I have to admit I truly hate ironing. It’s probably my least favorite chore, and I tend to leave it for Sunday afternoons, when I pretty much have to iron to have clothes for the work week.
So today after church, I set up the ironing board and got to work, mumbling under my breath about how I hate ironing. Then it occurred to me that if I thought about it, there might be a leadership lesson in the activity – something like Chris LoCurto finding leadership lessons at restaurants or on the racetrack.
Delegation? Not really, no one to delegate it to. Time management? I do tend to put it off until there are no clothes left to wear. But nothing seemed quite right.
I just let my mind wander.
Then I realized the key. Contemplative time.
Once I quit telling myself how much I hated what I was doing, it was a great opportunity to let my mind unhook. No agenda, no distractions, no plan. Just me and my thoughts.
I am not often still. I am amazed at people who meditate. I always have lists, deadlines, projects, email, social media, reading, writing. There’s always something to work on, and when I’m not working, I’m figuring out what is next on the list to be accomplished. My mind is always active and ideas tend to get muddled.

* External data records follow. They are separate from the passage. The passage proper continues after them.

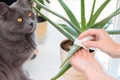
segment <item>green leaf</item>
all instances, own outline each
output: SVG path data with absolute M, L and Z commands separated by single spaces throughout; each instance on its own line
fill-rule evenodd
M 37 8 L 34 8 L 44 19 L 46 19 L 48 22 L 50 22 L 56 29 L 58 29 L 64 36 L 66 36 L 71 41 L 74 41 L 76 39 L 75 36 L 71 35 L 69 32 L 67 32 L 64 28 L 62 28 L 60 25 L 54 23 L 52 20 L 47 18 L 44 14 L 40 13 Z
M 80 35 L 80 33 L 77 33 L 74 28 L 72 28 L 69 25 L 66 24 L 59 24 L 62 26 L 67 32 L 69 32 L 71 35 L 75 36 L 76 38 Z
M 94 13 L 94 9 L 95 9 L 95 4 L 96 4 L 96 0 L 93 1 L 93 5 L 92 5 L 92 10 L 91 10 L 91 14 L 90 14 L 90 19 L 87 23 L 87 28 L 89 28 L 91 22 L 92 22 L 92 18 L 93 18 L 93 13 Z
M 51 80 L 56 80 L 62 76 L 69 68 L 71 67 L 70 63 L 67 63 Z
M 95 12 L 95 14 L 93 15 L 92 20 L 89 21 L 89 25 L 91 26 L 95 23 L 96 19 L 99 17 L 99 15 L 101 14 L 101 12 L 103 11 L 103 9 L 107 6 L 107 4 L 110 2 L 111 0 L 106 0 L 100 7 L 99 9 Z
M 52 10 L 49 9 L 47 6 L 41 4 L 41 3 L 40 3 L 39 1 L 37 1 L 37 0 L 32 0 L 32 1 L 33 1 L 33 2 L 36 2 L 36 3 L 38 4 L 39 7 L 43 8 L 44 10 L 46 10 L 46 11 L 52 13 L 53 15 L 55 15 L 55 16 L 57 16 L 57 17 L 63 19 L 63 20 L 64 20 L 65 22 L 67 22 L 71 27 L 75 28 L 75 25 L 74 25 L 73 23 L 71 23 L 69 20 L 67 20 L 65 17 L 63 17 L 63 16 L 61 16 L 60 14 L 58 14 L 58 13 L 52 11 Z M 76 31 L 77 31 L 78 33 L 81 32 L 80 29 L 76 29 Z
M 68 15 L 71 23 L 73 23 L 75 26 L 74 28 L 77 29 L 78 31 L 80 31 L 80 25 L 77 21 L 77 19 L 75 18 L 74 14 L 72 13 L 72 11 L 68 8 L 68 6 L 63 2 L 63 0 L 58 0 L 59 3 L 61 4 L 61 6 L 64 8 L 66 14 Z
M 93 24 L 92 26 L 90 26 L 90 28 L 103 28 L 105 26 L 105 24 L 114 16 L 120 14 L 120 8 L 118 8 L 116 11 L 114 11 L 111 15 L 109 15 L 108 17 L 104 18 L 103 20 Z
M 107 29 L 111 24 L 112 24 L 112 20 L 108 21 L 103 27 L 103 29 Z
M 86 29 L 86 19 L 85 19 L 85 5 L 84 0 L 81 0 L 81 25 L 82 31 Z
M 60 67 L 63 67 L 64 64 L 66 64 L 66 62 L 68 62 L 68 60 L 72 57 L 72 55 L 80 48 L 80 46 L 78 45 L 73 45 L 72 48 L 70 49 L 67 57 L 65 58 L 65 60 L 62 62 Z
M 108 34 L 120 34 L 120 30 L 107 30 Z

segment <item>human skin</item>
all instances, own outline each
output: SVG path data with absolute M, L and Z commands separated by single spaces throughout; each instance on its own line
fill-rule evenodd
M 86 48 L 98 48 L 113 58 L 120 57 L 120 44 L 116 43 L 104 29 L 89 29 L 80 34 L 78 39 L 87 36 L 92 36 L 94 39 L 83 43 Z
M 80 49 L 70 59 L 71 65 L 87 77 L 87 80 L 116 80 L 106 74 L 94 56 Z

But today was different. It was quiet, with no TV, music, or electronics so my mind could drift. I thought about this blog. I mulled over the sermon from church this morning. For once in a long time, the “noise” of obligations quieted.
It was refreshing.
Yes, you read that right – ironing was refreshing. Amazing.
I realize I need to seek more opportunities like that to allow for contemplation. Maybe while doing the dishes. While running, certainly.
And I need to be proactive about it – seek time after church, or after a leadership conference, or a powerful podcast to allow time to process what I’ve heard.
So my question for you is this, do you allow yourself contemplative time? If so, how much more effective does it make you as a leader, spouse, parent, or co-worker?